Op 7 oktober 2010 heeft ... een planningsgesprek met …, directeur van … tijdens hetwelk de functiebeschrijving “gezamenlijk wordt overlopen/besproken en aangepast waar nodig”
Op 24 februari 2011 had een functioneringsgesprek plaats tussen ... en ..., directeur en eerste evaluator.
Op 10 mei 2011 was er een evaluatiegesprek tussen ... en ....
Op 12 mei 2011 wordt door ... een evaluatieverslag opgemaakt met de eindconclusie “onvoldoende”. Dit wordt door ... voor kennisneming ondertekend op 13 mei 2011.

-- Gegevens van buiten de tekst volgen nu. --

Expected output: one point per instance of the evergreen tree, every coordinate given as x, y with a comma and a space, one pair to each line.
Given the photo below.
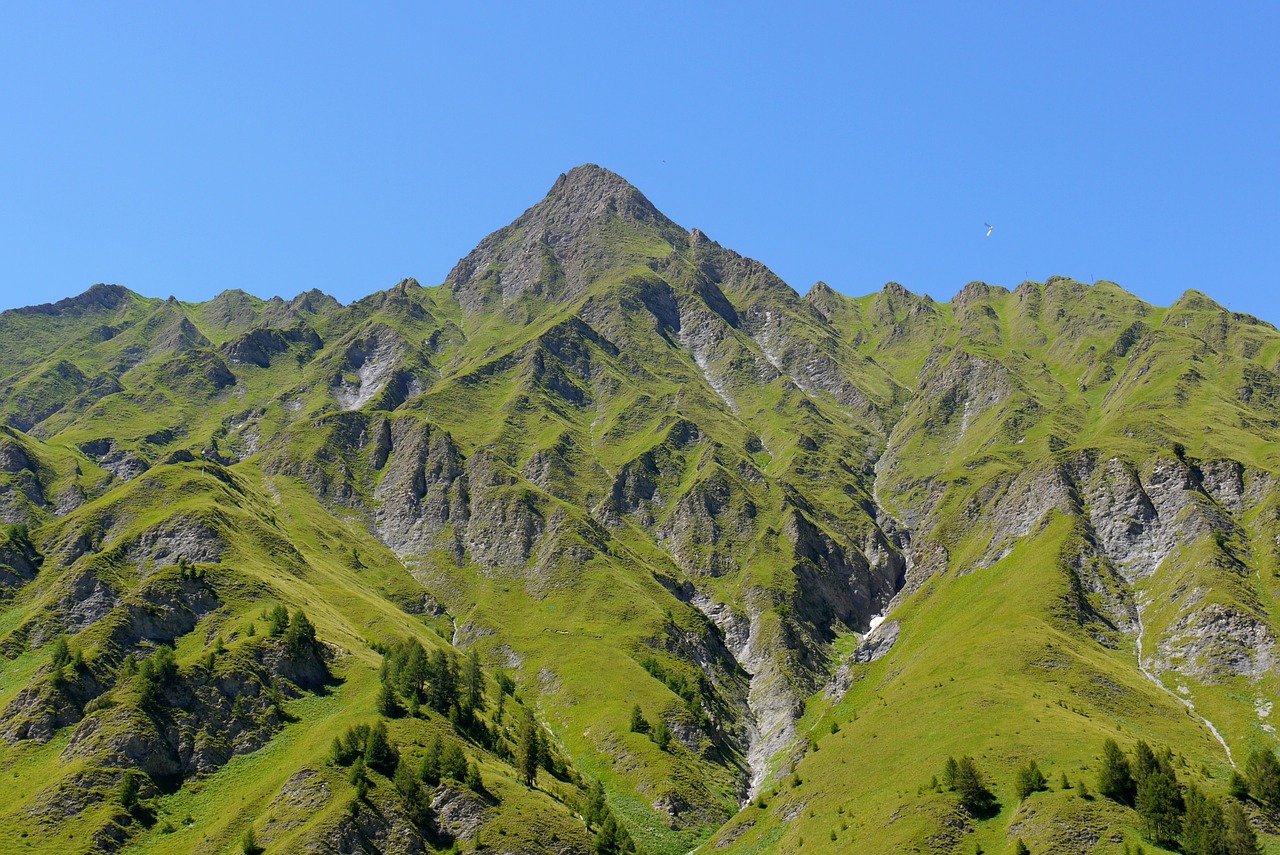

Met een ter post aangetekende brief dd. 18 mei 2011 dient ... bezwaar in bij ... tegen het evaluatieverslag.
Als antwoord op het voormelde bezwaarschrift deelt ... met een ter post aangetekende brief van 27 mei 2011 aan ... mede dat zij de evaluatie “onvoldoende” handhaaft.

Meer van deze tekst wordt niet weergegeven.